I got up early because I hadn't finished packing everything up the night before. Yikes, my back felt like it was going to split open with molten lava. I haven't had
a real sunburn in years and this little reminder will have me slathering up for sure on next trips. http://i11.photobucket.com/albums/a163/SPrestegard/100_2148-2.jpg
You men should be thankful you don't have to deal with bra straps on sunburned skin! Got things under
control and then roused everyone and we had our last coffee and pastries out on the balcony. It's always so bizarre
for me to start out my day in PV and end it in my own bed. Seems like a world away once you're home.
We were picked up on time by a suburban we had requested the day before.
http://i11.photobucket.com/albums/a163/SPrestegard/100_2161.jpg We wouldn't have been
able to fit all the luggage into two taxis.

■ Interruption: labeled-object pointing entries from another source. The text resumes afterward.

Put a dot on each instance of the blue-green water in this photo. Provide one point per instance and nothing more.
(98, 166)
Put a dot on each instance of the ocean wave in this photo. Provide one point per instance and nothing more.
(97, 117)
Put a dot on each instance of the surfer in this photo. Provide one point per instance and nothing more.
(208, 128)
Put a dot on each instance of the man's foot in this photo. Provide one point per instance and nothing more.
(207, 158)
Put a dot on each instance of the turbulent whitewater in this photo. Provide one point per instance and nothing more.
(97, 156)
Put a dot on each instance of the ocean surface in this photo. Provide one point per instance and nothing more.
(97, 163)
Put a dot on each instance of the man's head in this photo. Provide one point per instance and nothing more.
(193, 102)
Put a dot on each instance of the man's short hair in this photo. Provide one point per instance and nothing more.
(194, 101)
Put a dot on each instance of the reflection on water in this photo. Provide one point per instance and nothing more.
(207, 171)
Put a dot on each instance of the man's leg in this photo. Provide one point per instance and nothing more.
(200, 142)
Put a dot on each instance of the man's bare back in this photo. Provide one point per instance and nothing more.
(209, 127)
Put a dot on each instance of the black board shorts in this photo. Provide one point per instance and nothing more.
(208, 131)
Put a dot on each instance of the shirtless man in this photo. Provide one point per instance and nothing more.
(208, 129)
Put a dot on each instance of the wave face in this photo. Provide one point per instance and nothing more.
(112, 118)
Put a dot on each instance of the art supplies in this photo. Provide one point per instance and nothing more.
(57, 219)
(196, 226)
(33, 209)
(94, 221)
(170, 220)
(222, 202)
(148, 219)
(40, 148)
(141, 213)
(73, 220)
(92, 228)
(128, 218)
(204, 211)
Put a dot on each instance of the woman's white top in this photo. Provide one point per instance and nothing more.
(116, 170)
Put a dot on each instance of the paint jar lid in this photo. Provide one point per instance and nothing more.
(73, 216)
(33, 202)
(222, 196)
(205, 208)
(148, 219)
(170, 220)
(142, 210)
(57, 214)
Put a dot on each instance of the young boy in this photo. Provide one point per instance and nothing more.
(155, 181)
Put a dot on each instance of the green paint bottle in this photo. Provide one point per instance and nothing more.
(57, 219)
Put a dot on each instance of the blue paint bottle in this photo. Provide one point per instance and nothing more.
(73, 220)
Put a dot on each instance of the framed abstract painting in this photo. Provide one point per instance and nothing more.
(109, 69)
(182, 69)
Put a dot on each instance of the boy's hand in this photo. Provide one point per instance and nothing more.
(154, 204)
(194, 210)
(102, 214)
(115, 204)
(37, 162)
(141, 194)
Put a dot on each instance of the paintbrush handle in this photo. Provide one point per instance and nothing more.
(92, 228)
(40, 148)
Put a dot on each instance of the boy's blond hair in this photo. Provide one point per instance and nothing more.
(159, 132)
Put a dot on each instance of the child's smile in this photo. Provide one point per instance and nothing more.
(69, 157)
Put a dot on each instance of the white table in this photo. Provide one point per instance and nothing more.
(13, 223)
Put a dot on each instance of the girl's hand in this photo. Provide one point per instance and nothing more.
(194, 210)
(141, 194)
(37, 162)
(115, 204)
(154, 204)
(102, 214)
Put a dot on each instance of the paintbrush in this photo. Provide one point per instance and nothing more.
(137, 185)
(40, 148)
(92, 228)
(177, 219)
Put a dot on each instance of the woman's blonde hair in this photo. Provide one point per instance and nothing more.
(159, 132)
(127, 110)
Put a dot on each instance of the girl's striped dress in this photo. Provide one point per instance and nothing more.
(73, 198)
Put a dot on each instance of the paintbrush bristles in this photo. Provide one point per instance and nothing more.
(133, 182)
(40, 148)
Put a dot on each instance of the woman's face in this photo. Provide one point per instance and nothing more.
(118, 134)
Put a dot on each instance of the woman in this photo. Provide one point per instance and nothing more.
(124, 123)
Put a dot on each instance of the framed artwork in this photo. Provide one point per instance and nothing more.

There was hardly anyone in line at the Alaska counters when we arrived (11:00 a.m.). The security
procedures are still fairly relaxed compared to the states, it seems. We were departing from a gate in the new part of
the airport. It is very nice. I picked up 3 big bottles of tequila and a super
sized bottle of Grand Marnier.
We touched down in L.A. and had to go through the whole thing again. Repacked the booze and hoped for the best. Going through security here was much more involved. They took Kevin right away. It's that leg that resembles a pipe bomb. I do not recommend trying to go through security with any body part that resembles a pipe bomb. Riley went to one line and I had Ashlenn, Kyli and Brysen with me in another. We hadn't been required to remove our shoes in PV but here, we were. So, Brysen takes off his shoes - shoes that I had begged him not to wear. He had a brand new pair but wanted to wear the shoes that were comfortable, the shoes that he'd been wearing for 6 months, the shoes that he'd worn in a pond. We're waiting in line to put our belongings on the belt and I smell something horrible. I think it was Ashlenn who first said "OH MY GOD BRYSEN! IS THAT SMELL YOUR SHOES?" I can't even describe the stench. I was horrified. I started laughing. We all started laughing. The reaction of the woman that was sitting at the x-ray machine was priceless. She said "what the hell smells like sh*t?", then gave us a really bad look, shook her head, picked up a can of air freshener that she had sitting there and sprayed it around herself. She sat there for another minute, then got up and walked over to where we were and sprayed all around us. I was in hysterics at this point. I had just been doused by a security worker wielding a can of Renuzit. I'm thinking if she had a can of air freshener sitting there, it wasn't the first time she's had to deal with stinking, rotten shoes. I threw those damn things away as soon as we got home!
It was a successful trip. The weather was wonderful. No one got sick or injured. More wonderful memories were made and, the booze made it home all in one piece.